Each of the tiles represents the personalised predicted outcome of an individual patient. Two tiles (A) and (B) have been enlarged for illustrative purposes. The top left panel (A) depicts the predicted outcomes of a 79 year old female patient who presented with ET with hemoglobin (Hb) 104g/l, white cell count (WCC) 8.4x109/l and platelet count (Plt) of 2300x109/l, mutations in CALR, SRSF2, IDH2 and 18q loss of heterozygosity (LOH). For such a patient presenting in chronic phase (CP, comprising PV or ET), the model incorporates all clinical, demographic, laboratory and genomic parameters to predict the overall probabilities over time of (i) being alive in CP (grey), (ii) suffering death in CP (light blue), (iii) being alive in post-CP MF (brown), (iv) suffering death in post-CP MF (turquoise), (v) transforming to AML from CP (pink), or (vi) transforming to AML from post-CP MF (magenta).

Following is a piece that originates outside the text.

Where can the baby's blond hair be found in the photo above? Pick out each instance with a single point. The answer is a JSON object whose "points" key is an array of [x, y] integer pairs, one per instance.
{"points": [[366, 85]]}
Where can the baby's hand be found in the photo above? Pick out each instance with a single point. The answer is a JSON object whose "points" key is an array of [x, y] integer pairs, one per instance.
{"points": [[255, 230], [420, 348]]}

The varying probabilities of each of these transitions can be judged from the vertical axis and their respective Kaplan-Meiers over a 25 year time period shown along the horizontal axis. The labelled black curve shows the predicted Kaplan-Meier curve of overall survival. The patient in (A) transformed to myelofibrosis (MF) and died within 5yrs and this actual outcome is shown along the bottom of the plot where the length of the horizontal black line depicts the duration of follow-up, and the cause of death (if occurred during follow up) by the shading of the circle at the end of the black line. For a patient presenting in MF, as shown in panel (B), the same model predicts the probabilities of (i) being alive in MF (brown), (ii) suffering death in MF (turquoise) or transforming to AML (magenta) over 25yrs. This tile shows the predicted and actual outcome of a 57 year old male patient diagnosed with MF with Hb 125g/l, WCC 27x109/l and Plt 119x109/l, mutated TET2, ASXL1, CBL and BCOR along with chr7q- and 11q-. This patient died in MF within 2yrs as shown along the bottom of the plot. All patients diagnosed in chronic phase (CP, namely ET or PV) or MF, with either a disease event (death or disease progression) or >10 year follow-up (>5yrs for MF patients), were ranked by their overall predicted event free survival (EFS). The predicted and actual outcomes for 36 individual patients in CP and MF evenly spaced across this ranking are shown in panels (C) and (D) demonstrating discrimination between patients in terms of event free survival and cause of death across the cohort.